Meantime, Joseph Powell, head of single-cell and computational genomics at the Garvan Institute, said that his team "did a fairly comprehensive analysis, and the take home message was that essentially, over a wide range of modalities of data comparison, the BGI system was almost directly comparable to NovaSeq." He noted, however, that BGI ran the samples at its own lab and that it would be important for researchers to test the systems externally, as well.
Powell added that while his lab does not currently own any of BGI's instruments, it is considering bringing the technology in house. In addition, he said, the researchers have so far only evaluated data from single-cell sequencing on the instrument.

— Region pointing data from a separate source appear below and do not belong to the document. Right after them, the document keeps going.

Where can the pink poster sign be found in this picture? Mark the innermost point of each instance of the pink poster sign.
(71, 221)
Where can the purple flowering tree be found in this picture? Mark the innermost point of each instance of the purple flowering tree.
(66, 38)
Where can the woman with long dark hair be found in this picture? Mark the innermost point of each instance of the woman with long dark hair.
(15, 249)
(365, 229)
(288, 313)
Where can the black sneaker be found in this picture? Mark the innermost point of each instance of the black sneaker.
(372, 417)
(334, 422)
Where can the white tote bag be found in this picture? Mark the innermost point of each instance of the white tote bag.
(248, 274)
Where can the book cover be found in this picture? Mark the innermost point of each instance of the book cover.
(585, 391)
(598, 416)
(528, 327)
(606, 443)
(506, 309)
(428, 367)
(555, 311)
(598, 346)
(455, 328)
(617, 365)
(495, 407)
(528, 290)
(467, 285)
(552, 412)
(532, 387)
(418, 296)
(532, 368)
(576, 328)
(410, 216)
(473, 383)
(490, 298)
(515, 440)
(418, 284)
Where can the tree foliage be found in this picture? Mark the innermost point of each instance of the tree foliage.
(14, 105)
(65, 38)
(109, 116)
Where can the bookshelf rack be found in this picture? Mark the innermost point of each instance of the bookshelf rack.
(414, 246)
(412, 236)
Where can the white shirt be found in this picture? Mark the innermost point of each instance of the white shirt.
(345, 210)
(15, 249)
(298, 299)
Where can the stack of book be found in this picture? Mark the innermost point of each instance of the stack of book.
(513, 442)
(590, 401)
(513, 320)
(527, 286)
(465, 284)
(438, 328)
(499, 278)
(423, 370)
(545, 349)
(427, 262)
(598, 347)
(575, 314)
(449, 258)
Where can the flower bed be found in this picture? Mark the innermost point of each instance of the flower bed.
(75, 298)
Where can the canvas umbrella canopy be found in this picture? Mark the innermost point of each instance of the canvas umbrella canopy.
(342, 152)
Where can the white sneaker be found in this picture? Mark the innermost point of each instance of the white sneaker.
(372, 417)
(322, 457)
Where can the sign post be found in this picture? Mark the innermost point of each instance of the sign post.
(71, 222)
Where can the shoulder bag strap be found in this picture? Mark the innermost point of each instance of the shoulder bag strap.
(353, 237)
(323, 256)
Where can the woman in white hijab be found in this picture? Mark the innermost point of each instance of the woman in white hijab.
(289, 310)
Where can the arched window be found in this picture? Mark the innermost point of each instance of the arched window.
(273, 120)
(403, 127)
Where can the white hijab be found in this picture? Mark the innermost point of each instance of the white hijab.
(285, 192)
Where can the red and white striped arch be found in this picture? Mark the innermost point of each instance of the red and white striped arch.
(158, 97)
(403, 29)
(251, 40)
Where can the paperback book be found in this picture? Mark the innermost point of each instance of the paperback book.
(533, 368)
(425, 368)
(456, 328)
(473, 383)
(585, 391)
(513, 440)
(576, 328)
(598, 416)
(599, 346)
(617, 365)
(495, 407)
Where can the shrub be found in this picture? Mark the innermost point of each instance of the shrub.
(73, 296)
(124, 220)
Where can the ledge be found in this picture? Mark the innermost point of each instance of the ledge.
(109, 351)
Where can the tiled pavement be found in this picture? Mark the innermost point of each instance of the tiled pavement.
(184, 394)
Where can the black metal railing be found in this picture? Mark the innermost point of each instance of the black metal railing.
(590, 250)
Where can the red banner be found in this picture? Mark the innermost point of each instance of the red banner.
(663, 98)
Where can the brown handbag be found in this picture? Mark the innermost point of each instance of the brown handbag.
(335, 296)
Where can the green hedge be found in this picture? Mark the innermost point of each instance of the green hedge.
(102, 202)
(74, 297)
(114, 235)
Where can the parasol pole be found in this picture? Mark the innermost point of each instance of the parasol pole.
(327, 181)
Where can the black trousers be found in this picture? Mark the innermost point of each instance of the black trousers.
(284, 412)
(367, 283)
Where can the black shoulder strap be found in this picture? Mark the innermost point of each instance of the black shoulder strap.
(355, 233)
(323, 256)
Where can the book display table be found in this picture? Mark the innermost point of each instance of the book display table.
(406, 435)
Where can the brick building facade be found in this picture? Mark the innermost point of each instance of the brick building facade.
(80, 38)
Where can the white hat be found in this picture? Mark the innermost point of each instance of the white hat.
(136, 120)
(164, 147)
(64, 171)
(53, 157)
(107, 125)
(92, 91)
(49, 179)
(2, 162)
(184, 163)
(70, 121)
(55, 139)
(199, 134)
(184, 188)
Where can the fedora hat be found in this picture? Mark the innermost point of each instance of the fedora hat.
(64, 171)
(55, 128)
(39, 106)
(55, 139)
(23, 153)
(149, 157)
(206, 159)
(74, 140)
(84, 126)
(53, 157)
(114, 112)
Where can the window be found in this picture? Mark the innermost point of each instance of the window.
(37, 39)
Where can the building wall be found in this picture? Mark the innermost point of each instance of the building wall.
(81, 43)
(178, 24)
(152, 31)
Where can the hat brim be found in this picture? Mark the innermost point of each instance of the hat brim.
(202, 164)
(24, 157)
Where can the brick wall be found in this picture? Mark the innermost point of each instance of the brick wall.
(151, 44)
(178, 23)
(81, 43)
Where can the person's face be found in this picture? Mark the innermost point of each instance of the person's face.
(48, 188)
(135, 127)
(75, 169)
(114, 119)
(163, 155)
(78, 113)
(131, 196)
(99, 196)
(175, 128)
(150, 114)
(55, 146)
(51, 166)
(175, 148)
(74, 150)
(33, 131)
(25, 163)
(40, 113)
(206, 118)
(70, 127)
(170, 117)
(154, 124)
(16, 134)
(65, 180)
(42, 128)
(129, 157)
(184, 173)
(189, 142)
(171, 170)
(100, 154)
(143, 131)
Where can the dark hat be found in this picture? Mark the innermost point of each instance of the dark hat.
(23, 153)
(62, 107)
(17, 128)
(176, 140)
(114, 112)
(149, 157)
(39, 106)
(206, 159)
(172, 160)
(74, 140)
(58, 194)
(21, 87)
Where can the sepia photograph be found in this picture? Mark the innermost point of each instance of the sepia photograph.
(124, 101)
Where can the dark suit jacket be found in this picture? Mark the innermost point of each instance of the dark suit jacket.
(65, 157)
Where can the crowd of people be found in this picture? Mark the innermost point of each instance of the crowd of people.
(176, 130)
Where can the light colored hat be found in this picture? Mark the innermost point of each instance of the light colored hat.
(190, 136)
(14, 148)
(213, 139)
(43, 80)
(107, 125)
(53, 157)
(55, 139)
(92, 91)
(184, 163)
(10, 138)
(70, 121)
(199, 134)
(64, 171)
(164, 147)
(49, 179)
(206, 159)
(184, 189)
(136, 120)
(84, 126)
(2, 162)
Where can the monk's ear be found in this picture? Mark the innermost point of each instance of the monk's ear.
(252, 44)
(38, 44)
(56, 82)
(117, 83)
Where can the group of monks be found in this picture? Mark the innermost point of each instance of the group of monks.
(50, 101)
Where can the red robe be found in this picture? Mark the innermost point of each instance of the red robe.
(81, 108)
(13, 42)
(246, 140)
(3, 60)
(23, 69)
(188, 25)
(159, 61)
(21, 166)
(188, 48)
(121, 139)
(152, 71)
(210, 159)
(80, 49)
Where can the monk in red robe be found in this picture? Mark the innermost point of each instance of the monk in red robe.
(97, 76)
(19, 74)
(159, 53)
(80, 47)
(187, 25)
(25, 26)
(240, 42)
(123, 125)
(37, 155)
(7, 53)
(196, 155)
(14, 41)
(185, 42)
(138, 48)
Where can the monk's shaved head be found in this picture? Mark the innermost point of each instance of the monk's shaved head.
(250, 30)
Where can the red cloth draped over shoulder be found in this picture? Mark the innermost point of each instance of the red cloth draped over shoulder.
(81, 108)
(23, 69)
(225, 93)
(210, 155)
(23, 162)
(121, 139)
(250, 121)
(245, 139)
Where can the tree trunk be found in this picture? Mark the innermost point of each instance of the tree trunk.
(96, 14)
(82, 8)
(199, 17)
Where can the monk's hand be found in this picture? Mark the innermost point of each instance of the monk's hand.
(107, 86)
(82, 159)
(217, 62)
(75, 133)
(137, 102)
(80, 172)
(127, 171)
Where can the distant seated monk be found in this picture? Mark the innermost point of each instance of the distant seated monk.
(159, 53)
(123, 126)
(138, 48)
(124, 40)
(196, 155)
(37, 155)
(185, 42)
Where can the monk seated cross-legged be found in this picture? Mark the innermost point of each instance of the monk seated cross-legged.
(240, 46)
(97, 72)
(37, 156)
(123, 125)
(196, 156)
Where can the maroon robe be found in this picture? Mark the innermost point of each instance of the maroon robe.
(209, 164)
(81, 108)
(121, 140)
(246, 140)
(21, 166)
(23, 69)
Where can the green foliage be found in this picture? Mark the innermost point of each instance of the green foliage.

"The main consideration is how this will fit into our workflow," he said, including the lab's LIMS, robotics, and other processes. "I personally favor having a range of technologies available so that we won't be a uni-platform [lab], and that's for a whole range of reasons."
In the BioRxiv study, the researchers analyzed more than 70,000 single cells. The Garvan researchers prepared all the libraries, generating three sets of paired single-cell libraries to compare the MGISEQ-2000 with the NovaSeq and two experiments comparing MGISEQ-2000 with NexSeq 500.
Overall, the researchers found that the data from MGISEQ-2000 and NovaSeq were comparable, while the MGISEQ-2000 performed better than the NextSeq 500, identifying more cells, genes, and unique molecular indexes. Powell said that the NextSeq read quality tailed off over the length of the read, so "you have less reads that can be assigned to a cell, less that can be mapped back to the UMI, and so an overall decrease in the mapping efficiency." He did note that since doing the study, a newer version of the NextSeq chemistry has come out, which might make a difference in performance.
Powell echoed Natarajan's thoughts that going forward, it would be important for the BGI instruments to be tested outside of BGI, and said that he thought it was a good thing to have an alternative technology on the market.
"It's important for the community to see this work and to do this work in a manner that's deep enough to evaluate as many of the potential nuances in this type of data as possible," Powell said.
Thus far, most of the published studies evaluating BGI's sequencing technology have relied on sequence data produced by BGI, including a study published last year by another group from Australia evaluating the technology for sequencing cancer genomes. However, BGI's instrument division MGI Tech said in February that it plans to begin selling instruments in the US and Europe by the end of the year. Already, however, Illumina has sued a BGI subsidiary in Germany for patent infringement.